UN IGUALITARISTA consecuente defiende crear las condiciones para que las personas desarrollen sus planes autónomos de vida, lo que incluye eliminar las desigualdades derivadas de circunstancias ajenas a su decisiones y hacerlas responsables de las derivadas de sus cabales elecciones. Por eso mismo, contempla asegurar ciertas ventajas para las mujeres, por ejemplo, compensarlas por los efectos desigualitarios de la maternidad o de cualquier otra circunstancia no elegida de su vida. Eso sí, el argumento vale para cualquiera en sus circunstancias, no para las mujeres sin más, no por pertenecer al grupo.

Pero no parece que estén para sutilezas tantos supuestos progresistas entregados a los conjuros: el sistema, el heteropatriarcado o la casta. Tiran por lo derecho. A la hora de explicar las patologías sociales no dudan en echar mano de solemnes palabros para decorar argumentos circulares en el mejor de los casos, como aquel personaje de Molière que «explicaba» los efectos narcóticos del opio invocando una virtus dormitiva de cuya existencia no daba otra «prueba» que el propio sueño. Y a la hora de pensar la emancipación se enfangan en entes colectivos (incluso, en la pendiente de la chifladura hablan de «derechos históricos de los pueblos») que, antes que otra cosa, consolidan las injusticias que supuestamente denuncian. El problema, que lo es, no solo es que nos impiden entender, sino también que nos incapacitan para defender cosas tan importantes como la igualdad.

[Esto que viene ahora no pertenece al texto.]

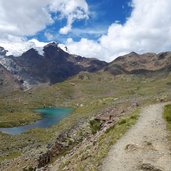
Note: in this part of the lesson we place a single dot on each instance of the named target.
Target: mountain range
(57, 65)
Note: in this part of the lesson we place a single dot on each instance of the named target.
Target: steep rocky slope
(134, 63)
(55, 65)
(8, 83)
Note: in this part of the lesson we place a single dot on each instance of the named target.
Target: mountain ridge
(56, 65)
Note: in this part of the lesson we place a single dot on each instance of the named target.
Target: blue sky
(102, 14)
(104, 29)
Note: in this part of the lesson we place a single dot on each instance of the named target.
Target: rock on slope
(134, 63)
(55, 65)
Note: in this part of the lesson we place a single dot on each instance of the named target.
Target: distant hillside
(8, 83)
(55, 65)
(134, 63)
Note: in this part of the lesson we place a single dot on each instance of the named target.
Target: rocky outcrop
(134, 63)
(54, 65)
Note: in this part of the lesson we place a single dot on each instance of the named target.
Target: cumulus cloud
(72, 10)
(147, 29)
(16, 46)
(19, 19)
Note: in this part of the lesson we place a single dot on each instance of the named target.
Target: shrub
(95, 126)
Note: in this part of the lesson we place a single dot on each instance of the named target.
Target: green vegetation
(90, 157)
(11, 155)
(167, 115)
(95, 126)
(89, 94)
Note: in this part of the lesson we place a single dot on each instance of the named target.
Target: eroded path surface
(144, 147)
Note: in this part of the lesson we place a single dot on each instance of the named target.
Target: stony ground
(144, 147)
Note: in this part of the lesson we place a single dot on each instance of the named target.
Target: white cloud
(20, 18)
(24, 18)
(147, 29)
(72, 10)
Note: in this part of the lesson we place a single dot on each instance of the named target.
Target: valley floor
(144, 146)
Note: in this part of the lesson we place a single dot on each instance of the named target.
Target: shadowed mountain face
(134, 63)
(8, 83)
(55, 65)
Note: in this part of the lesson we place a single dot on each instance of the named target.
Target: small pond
(50, 116)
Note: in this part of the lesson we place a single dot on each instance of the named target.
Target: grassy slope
(167, 116)
(90, 157)
(87, 93)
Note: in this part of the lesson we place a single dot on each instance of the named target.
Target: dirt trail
(144, 147)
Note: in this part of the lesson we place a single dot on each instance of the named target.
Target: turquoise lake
(50, 116)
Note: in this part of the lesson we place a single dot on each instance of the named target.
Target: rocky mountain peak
(3, 51)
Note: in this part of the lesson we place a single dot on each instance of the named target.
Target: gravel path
(144, 147)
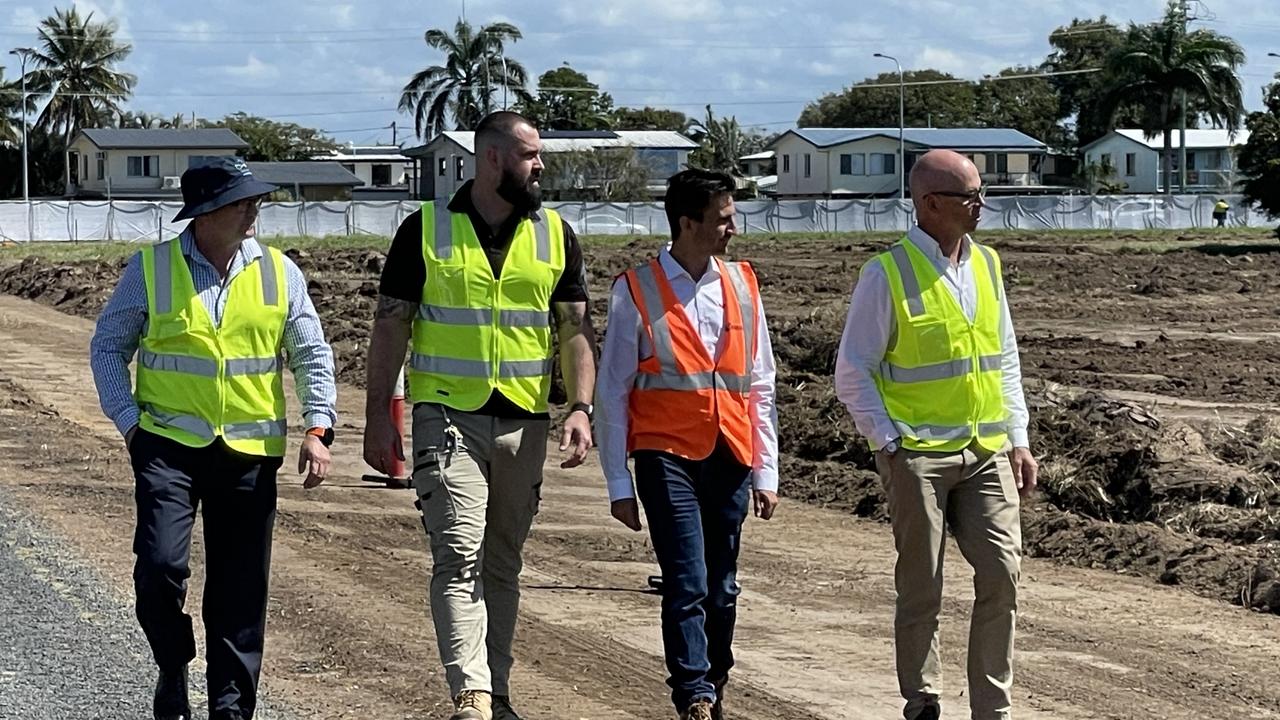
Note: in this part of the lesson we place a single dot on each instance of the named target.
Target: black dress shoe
(170, 700)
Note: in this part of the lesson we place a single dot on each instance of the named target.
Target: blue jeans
(695, 510)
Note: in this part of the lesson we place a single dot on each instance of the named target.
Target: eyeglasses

Las palabras ampulosas acostumbran a acompañar –cuando no a preceder– los momentos más encanallados de la política. No se busca convencer sino expulsar y estigmatizar y, para decirlo con Machado, «todo resulta tenebrosamente claro». Así está el mundo, no solo el nuestro, y me temo que a estas alturas resultaría ingenuo reclamar un drenaje que, a buen seguro, mejoraría los tratos entre ciudadanos. De momento me contentaría con que en la Universidad no suceda lo mismo. Muchas veces no las tengo todas conmigo.

Félix Ovejero es profesor de Ética y Economía de la Universidad de Barcelona. Su último libro es La deriva reaccionaria de la izquierda (Página Indómita).